Dans l’épisode « Le Show télévisé », Seinfeld s’offre une mise en abyme vertigineuse : la série, réputée pour avoir pour seul objet le « rien » du quotidien, en l’occurrence celui d’un groupe d’amis new-yorkais, se regarde elle-même, dissèque ses propres mécanismes internes et expose, au travers de ses personnages, la vacuité jubilatoire de son univers. George Costanza y apparaît en roue libre, la relation Jerry-George est passée à la moulinette et l’absurde duo Kramer-Newman parachève au tribunal un manifeste d’autodérision et de génie méta.
Dès ses origines, Seinfeld s’est imposée comme « la série sur rien » : une sitcom qui fait du quotidien le cœur de ses intrigues, où l’on débat plus volontiers de la garde d’un trousseau de clés que de grandes questions existentielles. Dans « Le Show télévisé », ce principe atteint son apogée : Jerry et George pitchent à NBC une série… sur leur propre vie, c’est-à-dire sur rien. Le concept tourne en boucle, la fiction s’emboîte dans la réalité, et la série devient son propre sujet, avec une lucidité désarmante. Quelque part, Seinfeld se moque d’elle-même, consciente de ses obsessions scénaristiques et de son refus patenté du spectaculaire. L’anodin possède une force comique et dramatique que George Costanza pressent à défaut de la verbaliser et de la promouvoir avec succès.
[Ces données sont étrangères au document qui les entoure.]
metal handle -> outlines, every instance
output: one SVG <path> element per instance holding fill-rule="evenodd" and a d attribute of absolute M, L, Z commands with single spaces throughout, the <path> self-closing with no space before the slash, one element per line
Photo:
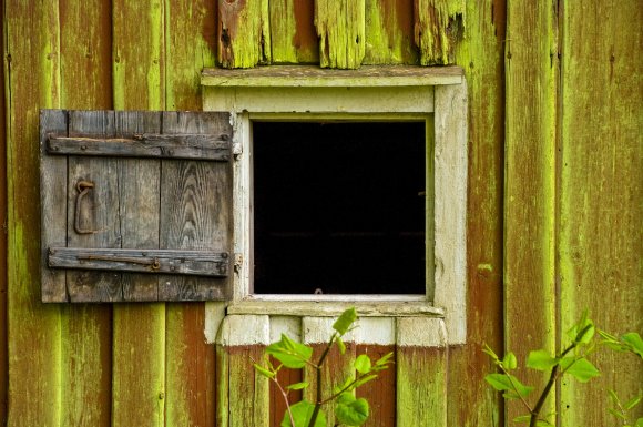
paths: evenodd
<path fill-rule="evenodd" d="M 75 218 L 74 218 L 74 223 L 73 223 L 73 230 L 75 230 L 75 232 L 78 234 L 94 234 L 94 233 L 99 232 L 98 230 L 83 228 L 80 225 L 83 197 L 93 187 L 94 187 L 94 183 L 91 181 L 79 181 L 78 184 L 75 184 L 75 189 L 79 191 L 79 194 L 75 197 Z"/>

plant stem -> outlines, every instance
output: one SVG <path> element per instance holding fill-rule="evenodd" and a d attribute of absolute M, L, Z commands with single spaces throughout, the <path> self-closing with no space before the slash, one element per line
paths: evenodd
<path fill-rule="evenodd" d="M 324 365 L 324 360 L 328 353 L 330 352 L 330 347 L 333 347 L 333 343 L 337 337 L 337 333 L 334 333 L 328 342 L 326 348 L 324 348 L 324 353 L 319 357 L 319 362 L 315 368 L 317 369 L 317 396 L 315 396 L 315 409 L 313 409 L 313 415 L 310 416 L 310 423 L 308 423 L 308 427 L 315 427 L 315 421 L 317 421 L 317 417 L 319 416 L 319 409 L 322 409 L 322 366 Z"/>

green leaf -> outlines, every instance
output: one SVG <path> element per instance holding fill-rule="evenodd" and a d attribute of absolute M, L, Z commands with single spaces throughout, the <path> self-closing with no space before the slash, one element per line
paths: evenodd
<path fill-rule="evenodd" d="M 375 363 L 375 366 L 380 367 L 380 368 L 384 367 L 386 369 L 386 365 L 392 363 L 392 360 L 391 360 L 392 356 L 394 356 L 392 352 L 385 354 L 379 359 L 377 359 L 377 362 Z"/>
<path fill-rule="evenodd" d="M 365 398 L 356 399 L 350 393 L 343 393 L 337 398 L 335 417 L 347 426 L 361 426 L 368 418 L 369 407 Z"/>
<path fill-rule="evenodd" d="M 355 363 L 353 364 L 355 366 L 355 369 L 360 373 L 360 374 L 367 374 L 370 372 L 370 357 L 368 357 L 367 355 L 363 354 L 357 356 L 357 358 L 355 359 Z"/>
<path fill-rule="evenodd" d="M 484 344 L 482 352 L 487 353 L 494 362 L 500 360 L 500 357 L 498 357 L 498 355 L 487 344 Z"/>
<path fill-rule="evenodd" d="M 528 396 L 533 390 L 533 387 L 525 386 L 524 384 L 520 383 L 518 378 L 509 374 L 488 374 L 484 376 L 484 380 L 498 392 L 517 392 L 522 397 Z M 508 397 L 513 398 L 514 396 L 509 394 Z"/>
<path fill-rule="evenodd" d="M 308 387 L 308 383 L 302 382 L 302 383 L 290 384 L 289 386 L 286 387 L 286 389 L 287 390 L 302 390 L 306 387 Z"/>
<path fill-rule="evenodd" d="M 313 348 L 294 342 L 286 334 L 282 339 L 266 347 L 266 354 L 273 356 L 290 369 L 300 369 L 313 356 Z"/>
<path fill-rule="evenodd" d="M 601 375 L 599 369 L 584 357 L 579 359 L 574 357 L 564 357 L 561 360 L 561 367 L 565 374 L 570 374 L 581 383 L 586 383 L 593 377 Z"/>
<path fill-rule="evenodd" d="M 336 336 L 335 342 L 337 343 L 337 347 L 339 348 L 339 353 L 345 354 L 346 353 L 346 344 L 344 344 L 344 340 L 341 339 L 341 337 Z"/>
<path fill-rule="evenodd" d="M 295 426 L 290 424 L 290 417 L 288 415 L 288 411 L 286 410 L 280 427 L 308 427 L 314 410 L 315 405 L 313 405 L 308 400 L 298 401 L 295 405 L 290 406 L 290 411 L 293 413 Z M 319 415 L 317 415 L 317 419 L 315 420 L 315 427 L 326 427 L 326 416 L 324 415 L 323 410 L 320 410 Z"/>
<path fill-rule="evenodd" d="M 274 378 L 274 377 L 275 377 L 275 375 L 276 375 L 276 373 L 274 373 L 274 372 L 272 372 L 272 370 L 268 370 L 268 369 L 266 369 L 265 367 L 263 367 L 263 366 L 262 366 L 262 365 L 259 365 L 259 364 L 254 364 L 254 367 L 255 367 L 255 369 L 256 369 L 256 370 L 257 370 L 259 374 L 262 374 L 262 375 L 263 375 L 264 377 L 266 377 L 266 378 Z"/>
<path fill-rule="evenodd" d="M 504 366 L 504 369 L 507 370 L 516 369 L 518 367 L 516 355 L 511 352 L 507 353 L 502 358 L 502 366 Z"/>
<path fill-rule="evenodd" d="M 629 349 L 639 355 L 639 357 L 643 358 L 643 340 L 641 339 L 641 335 L 635 332 L 630 332 L 621 337 L 621 340 L 627 344 L 630 347 Z"/>
<path fill-rule="evenodd" d="M 635 397 L 632 397 L 630 400 L 627 400 L 627 403 L 625 403 L 625 405 L 623 405 L 623 407 L 625 408 L 625 410 L 630 410 L 633 407 L 635 407 L 636 405 L 639 405 L 641 403 L 641 398 L 643 396 L 639 395 Z"/>
<path fill-rule="evenodd" d="M 359 386 L 361 386 L 361 385 L 364 385 L 364 384 L 366 384 L 366 383 L 368 383 L 368 382 L 370 382 L 370 380 L 374 380 L 375 378 L 377 378 L 377 375 L 375 375 L 375 374 L 374 374 L 374 375 L 367 375 L 367 376 L 365 376 L 364 378 L 359 378 L 359 379 L 358 379 L 358 380 L 357 380 L 357 382 L 356 382 L 356 383 L 353 385 L 353 388 L 357 388 L 357 387 L 359 387 Z"/>
<path fill-rule="evenodd" d="M 346 309 L 341 315 L 335 321 L 333 324 L 333 328 L 339 333 L 339 335 L 344 335 L 350 329 L 350 326 L 357 321 L 357 312 L 355 307 L 350 307 Z"/>
<path fill-rule="evenodd" d="M 537 370 L 550 370 L 559 363 L 560 359 L 552 357 L 544 349 L 529 352 L 529 356 L 527 357 L 527 367 Z"/>

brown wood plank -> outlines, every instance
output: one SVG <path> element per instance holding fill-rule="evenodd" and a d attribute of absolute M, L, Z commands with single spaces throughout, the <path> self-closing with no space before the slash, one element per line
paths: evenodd
<path fill-rule="evenodd" d="M 41 295 L 43 302 L 67 302 L 65 272 L 47 268 L 49 248 L 67 245 L 67 157 L 47 154 L 48 134 L 67 135 L 68 114 L 61 110 L 43 110 L 40 113 L 40 194 L 41 203 Z"/>
<path fill-rule="evenodd" d="M 162 3 L 114 0 L 112 23 L 114 108 L 164 109 Z M 164 426 L 165 305 L 119 305 L 113 316 L 112 424 Z"/>
<path fill-rule="evenodd" d="M 115 113 L 118 138 L 161 131 L 161 114 L 142 111 Z M 159 193 L 161 163 L 151 159 L 119 159 L 119 203 L 121 215 L 121 247 L 159 248 Z M 123 299 L 157 301 L 157 278 L 143 274 L 123 274 Z"/>
<path fill-rule="evenodd" d="M 47 151 L 52 154 L 229 160 L 229 135 L 135 134 L 133 139 L 51 136 Z"/>
<path fill-rule="evenodd" d="M 366 0 L 364 64 L 417 63 L 412 0 Z"/>
<path fill-rule="evenodd" d="M 4 1 L 10 426 L 58 426 L 61 316 L 40 302 L 38 116 L 60 105 L 58 2 Z M 4 171 L 4 170 L 3 170 Z"/>
<path fill-rule="evenodd" d="M 548 3 L 511 3 L 507 11 L 504 337 L 519 360 L 531 349 L 553 353 L 557 346 L 554 13 Z M 516 375 L 537 388 L 547 380 L 525 368 Z M 543 414 L 552 413 L 553 404 L 550 399 Z M 507 406 L 509 419 L 524 413 L 520 403 Z"/>
<path fill-rule="evenodd" d="M 112 108 L 112 22 L 108 0 L 59 0 L 61 106 Z M 70 304 L 62 316 L 61 426 L 110 427 L 112 307 Z"/>
<path fill-rule="evenodd" d="M 469 98 L 467 344 L 449 348 L 448 426 L 504 423 L 503 400 L 483 379 L 496 367 L 481 352 L 482 343 L 503 348 L 504 9 L 504 0 L 468 6 L 456 45 Z"/>
<path fill-rule="evenodd" d="M 110 111 L 69 113 L 71 136 L 113 136 L 114 113 Z M 67 233 L 72 247 L 120 247 L 121 227 L 118 176 L 112 173 L 116 161 L 71 156 L 68 160 L 67 177 Z M 92 182 L 94 187 L 80 196 L 78 183 Z M 76 215 L 80 216 L 76 218 Z M 95 231 L 79 234 L 74 225 Z M 118 273 L 74 272 L 67 274 L 70 301 L 122 301 L 121 275 Z"/>
<path fill-rule="evenodd" d="M 227 113 L 163 113 L 163 132 L 212 133 L 229 128 Z M 161 247 L 224 251 L 232 244 L 231 165 L 163 161 Z M 221 299 L 227 279 L 172 277 L 160 281 L 162 299 Z"/>
<path fill-rule="evenodd" d="M 269 1 L 273 63 L 319 61 L 314 10 L 315 0 Z"/>
<path fill-rule="evenodd" d="M 50 247 L 48 264 L 55 268 L 225 276 L 227 258 L 227 253 L 212 251 Z"/>
<path fill-rule="evenodd" d="M 356 346 L 356 355 L 365 354 L 372 362 L 388 353 L 395 353 L 394 345 L 365 345 Z M 370 415 L 364 427 L 395 427 L 396 426 L 396 357 L 388 369 L 378 374 L 377 379 L 366 383 L 356 392 L 357 397 L 364 397 L 370 405 Z"/>
<path fill-rule="evenodd" d="M 271 62 L 268 1 L 218 0 L 218 62 L 251 68 Z"/>
<path fill-rule="evenodd" d="M 557 255 L 567 343 L 585 308 L 616 335 L 643 331 L 643 7 L 563 3 Z M 560 425 L 616 425 L 605 390 L 623 401 L 642 393 L 640 358 L 600 350 L 591 359 L 602 375 L 589 384 L 562 382 Z M 630 424 L 637 417 L 641 405 Z"/>

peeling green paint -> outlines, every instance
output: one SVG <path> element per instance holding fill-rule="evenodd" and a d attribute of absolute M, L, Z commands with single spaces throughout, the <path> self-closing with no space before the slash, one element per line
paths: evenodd
<path fill-rule="evenodd" d="M 466 27 L 465 0 L 415 0 L 415 4 L 420 64 L 452 63 L 453 48 Z"/>
<path fill-rule="evenodd" d="M 322 68 L 357 69 L 365 55 L 365 0 L 315 2 Z"/>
Justement, parlons-en. George se met à nu dans l’épisode. Il négocie, marchande, s’indigne devant les décideurs de la NBC, au point de leur claquer la porte au nez. Pour un pilote qu’il vient à peine de conceptualiser, et dont il n’a pas écrit la moindre ligne, il se montre persuadé qu’il mérite la reconnaissance – et l’argent – des plus grandes stars du petit écran. Sa mauvaise foi, son génie du contresens et sa capacité à faire de chaque opportunité un fiasco sont ici portés à leur paroxysme. George, c’est l’homme qui tient bon pour moins, qui rêve de grandeur mais se complaît finalement dans une médiocrité indicible. Il incarne à lui seul la quintessence du loser magnifique, dont la bêtise et l’orgueil font souvent le sel de la série.
Hendy Bicaise l’a démontré dans Seinfeld, fini de rire : la relation entre Jerry et George relève pour partie d’une amitié toxique, symbiotique, où chacun se nourrit des failles de l’autre. Dans cet épisode, leur duo se révèle dans toute sa complexité : Jerry, le stand-up man dominant, vilipende George, coupable d’avoir compromis le deal avec NBC. Il lui suggère de consulter non pas un psychiatre, mais une équipe entière. Le comportement de George a échappé à l’habituelle soupape de tolérance de Jerry. Las, et même excédé, ce dernier reproche à son ami ses attitudes puériles et irresponsables, que rien à ses yeux ne saurait légitimer. Ambiance.
Enfin, plus secondaire mais non moins amusante et significative, l’intrigue parallèle de Kramer et Newman au tribunal achève de faire basculer l’épisode dans l’absurde. Accusé d’excès de vitesse, Newman compte sur Kramer pour mentir au juge et s’en tirer à bon compte. Un témoin à décharge, en somme. Mais Kramer, victime d’un coup sur la tête, oublie plus ou moins involontairement leur plan et laisse Newman sombrer. Rien, évidemment, ne se passe comme prévu, toute logique s’effondre, et le binôme dépareillé (ne serait-ce que par leur silhouette) nous gratifie d’une parodie burlesque digne des grands tandems comiques. Ici, la justice n’est qu’un prétexte à la farce, et l’échec, la seule issue possible. Il faut dire qu’attendre de Kramer, marginal s’il en est, de convaincre l’institution judiciaire à lui seul, c’était comme demander à un violoniste de se faire ovationner par un amphithéâtre de sourds.
Qu’est-ce alors « Le Show télévisé » sinon un épisode-miroir, qui se regarde le nombril sans ennui ? La série s’y célèbre, s’y caricature, et prouve qu’en assumant le vide, elle touche à l’universel. Et même parfois au grave. Un chef-d’œuvre d’autodérision où, décidément, personne ne progresse… mais où tout arrive.